Friday, June 30, 2006

Fun with Z

A couple nights ago I had the good ol' sleep paralysis happen to me. It's been close to 2 years since I last had it. It is really spooky if you don't know what it is.

Basically, your brain is awakened from REM sleep before your body does. So you're fully conscious, but have no motor control. I do get the sensation that I can move my eyes about the room.

It's pretty cool in a horror movie adrenaline high kind of way. My natural reaction is to fight it, every time. I will my limbs to move and after awhile I break out of it. Mentally, it feels like 2-3 minutes before I have control. I feel pressure, but no hallucinations. No aliens, no monsters, no nothing. It must be because my mind is trained to be skeptical. I had bad nightmares when I was young though. I feel normal once I break out of it.

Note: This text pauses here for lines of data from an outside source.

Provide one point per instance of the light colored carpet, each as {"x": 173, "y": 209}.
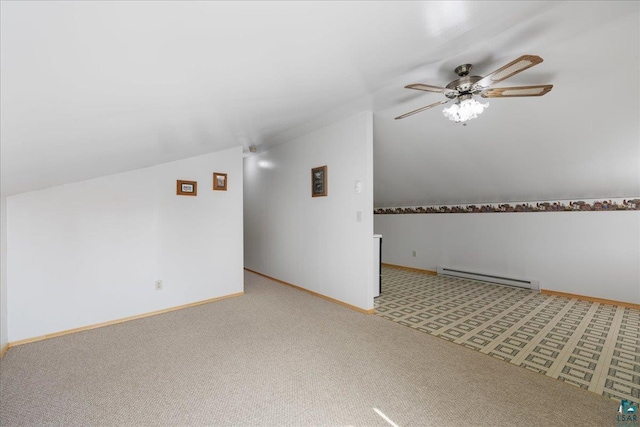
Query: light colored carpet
{"x": 277, "y": 357}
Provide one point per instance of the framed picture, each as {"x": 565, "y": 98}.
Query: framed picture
{"x": 220, "y": 181}
{"x": 319, "y": 181}
{"x": 187, "y": 188}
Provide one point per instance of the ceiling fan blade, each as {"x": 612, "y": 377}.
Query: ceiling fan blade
{"x": 508, "y": 92}
{"x": 429, "y": 88}
{"x": 512, "y": 68}
{"x": 410, "y": 113}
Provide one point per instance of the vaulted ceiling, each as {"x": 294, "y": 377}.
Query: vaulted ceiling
{"x": 96, "y": 88}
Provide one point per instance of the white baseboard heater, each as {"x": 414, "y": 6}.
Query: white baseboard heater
{"x": 501, "y": 280}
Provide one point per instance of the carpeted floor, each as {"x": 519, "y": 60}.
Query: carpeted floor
{"x": 277, "y": 356}
{"x": 587, "y": 344}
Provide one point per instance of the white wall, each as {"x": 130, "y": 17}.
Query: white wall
{"x": 3, "y": 273}
{"x": 91, "y": 251}
{"x": 596, "y": 254}
{"x": 315, "y": 243}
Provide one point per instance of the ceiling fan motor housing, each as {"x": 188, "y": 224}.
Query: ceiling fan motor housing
{"x": 464, "y": 85}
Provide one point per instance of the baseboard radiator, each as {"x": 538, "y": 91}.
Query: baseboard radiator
{"x": 501, "y": 280}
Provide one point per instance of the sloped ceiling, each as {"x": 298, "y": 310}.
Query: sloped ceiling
{"x": 95, "y": 88}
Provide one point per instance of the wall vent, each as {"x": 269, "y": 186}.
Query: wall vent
{"x": 501, "y": 280}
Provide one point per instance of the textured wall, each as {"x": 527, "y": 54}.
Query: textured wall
{"x": 91, "y": 251}
{"x": 317, "y": 243}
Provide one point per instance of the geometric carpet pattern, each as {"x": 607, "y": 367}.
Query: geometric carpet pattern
{"x": 586, "y": 344}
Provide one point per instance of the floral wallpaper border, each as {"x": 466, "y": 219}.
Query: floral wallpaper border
{"x": 557, "y": 206}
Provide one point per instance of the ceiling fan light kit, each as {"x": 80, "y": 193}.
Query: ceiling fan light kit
{"x": 464, "y": 110}
{"x": 464, "y": 88}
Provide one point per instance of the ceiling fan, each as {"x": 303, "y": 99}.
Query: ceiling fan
{"x": 464, "y": 88}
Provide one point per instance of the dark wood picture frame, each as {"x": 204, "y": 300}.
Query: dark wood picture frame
{"x": 186, "y": 188}
{"x": 319, "y": 181}
{"x": 220, "y": 181}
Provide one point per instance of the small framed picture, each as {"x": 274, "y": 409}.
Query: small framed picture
{"x": 220, "y": 181}
{"x": 186, "y": 188}
{"x": 319, "y": 181}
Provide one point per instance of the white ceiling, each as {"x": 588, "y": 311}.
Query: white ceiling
{"x": 95, "y": 88}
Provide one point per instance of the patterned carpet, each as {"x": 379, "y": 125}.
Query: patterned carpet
{"x": 587, "y": 344}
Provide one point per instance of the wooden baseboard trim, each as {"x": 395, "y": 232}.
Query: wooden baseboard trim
{"x": 115, "y": 322}
{"x": 415, "y": 270}
{"x": 352, "y": 307}
{"x": 3, "y": 350}
{"x": 591, "y": 299}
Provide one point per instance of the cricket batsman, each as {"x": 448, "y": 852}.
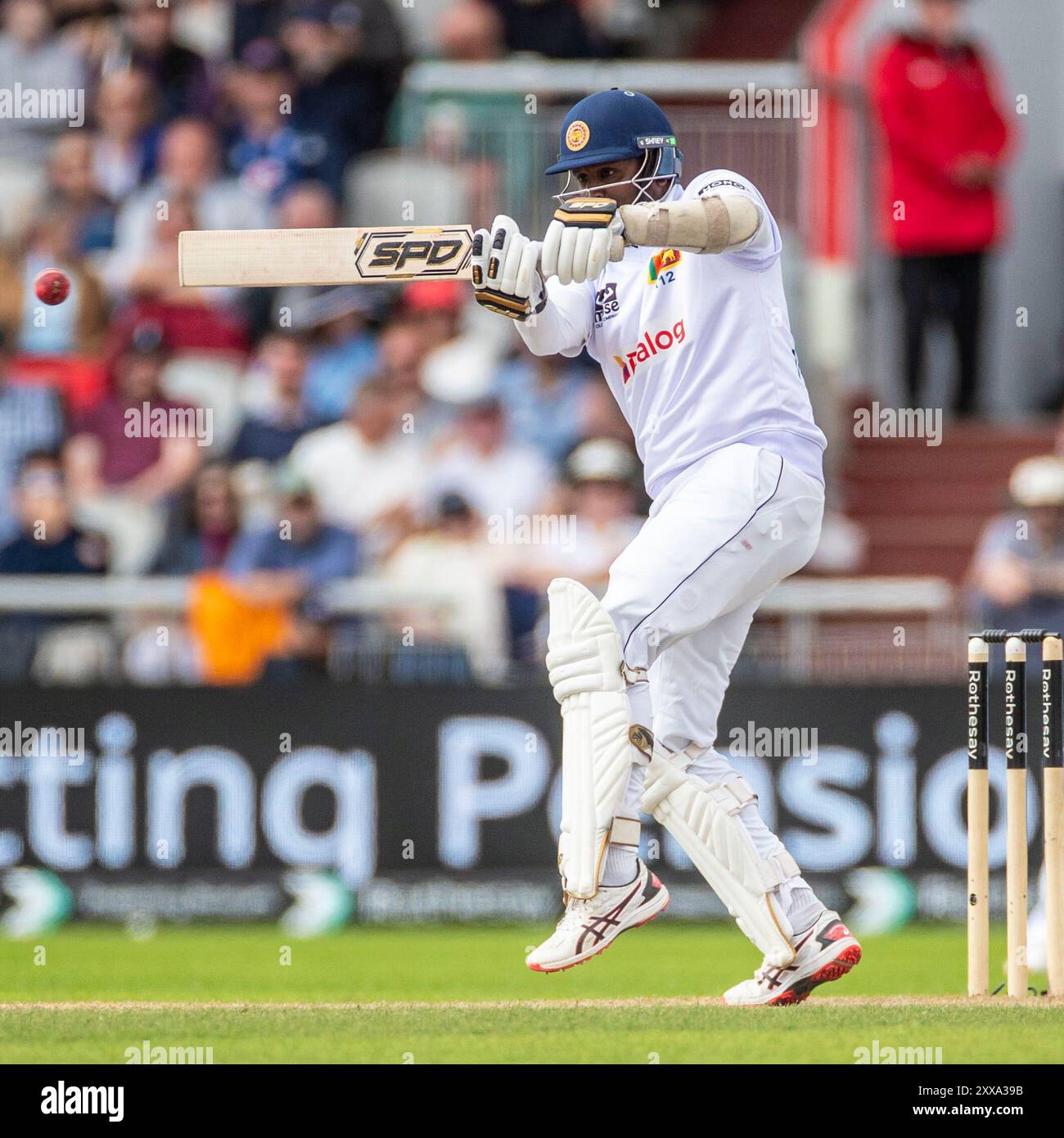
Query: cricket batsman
{"x": 677, "y": 292}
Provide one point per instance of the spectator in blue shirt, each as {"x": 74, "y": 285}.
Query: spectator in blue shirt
{"x": 267, "y": 152}
{"x": 289, "y": 561}
{"x": 268, "y": 435}
{"x": 287, "y": 565}
{"x": 544, "y": 400}
{"x": 29, "y": 420}
{"x": 47, "y": 542}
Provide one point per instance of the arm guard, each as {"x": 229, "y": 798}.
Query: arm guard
{"x": 711, "y": 224}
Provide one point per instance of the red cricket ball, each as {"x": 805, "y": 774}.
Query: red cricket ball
{"x": 52, "y": 286}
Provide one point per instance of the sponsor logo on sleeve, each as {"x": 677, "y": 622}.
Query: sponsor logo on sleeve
{"x": 651, "y": 345}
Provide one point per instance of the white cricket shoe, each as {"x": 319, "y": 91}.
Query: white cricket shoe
{"x": 589, "y": 927}
{"x": 827, "y": 951}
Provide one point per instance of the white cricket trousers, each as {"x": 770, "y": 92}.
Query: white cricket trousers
{"x": 684, "y": 592}
{"x": 683, "y": 595}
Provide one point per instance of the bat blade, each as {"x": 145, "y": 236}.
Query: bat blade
{"x": 363, "y": 255}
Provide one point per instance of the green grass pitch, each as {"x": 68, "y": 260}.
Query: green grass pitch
{"x": 446, "y": 995}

Then there's lucid dreaming. This is better than any game you will ever play in your life. This is as rare as sleep paralysis. I've had maybe 2 or 3 experiences total. And the last one was about 4 years ago.

It's fantastic. You're awake in the dream world and can influence the dream. You know you're dreaming. I've never had any control over the initial conditions of the dream, but I recall it's usually in a city. Then of course I go off and do crazy Neo-Superman things. Flying, deforming objects, creating objects, wooing teh wimmins. It's The Sims on a grand scale. I can see it now: Will Wright's SimSleep.

I can feel when I'm about to awaken from the lucid dream as things start vanishing into a white haze. Then my eyes open. What other stuff is there? Oh. Knowing you're about to enter REM but then losing control to REM sleep and unable to lucid dream. Dreaming you've woken up in your dream, going about your daily life, then waking up. I'm a deep REM sleeper I think. Occasionally waking up with numb limbs is fun. :) Loud noises snap me out of sleep.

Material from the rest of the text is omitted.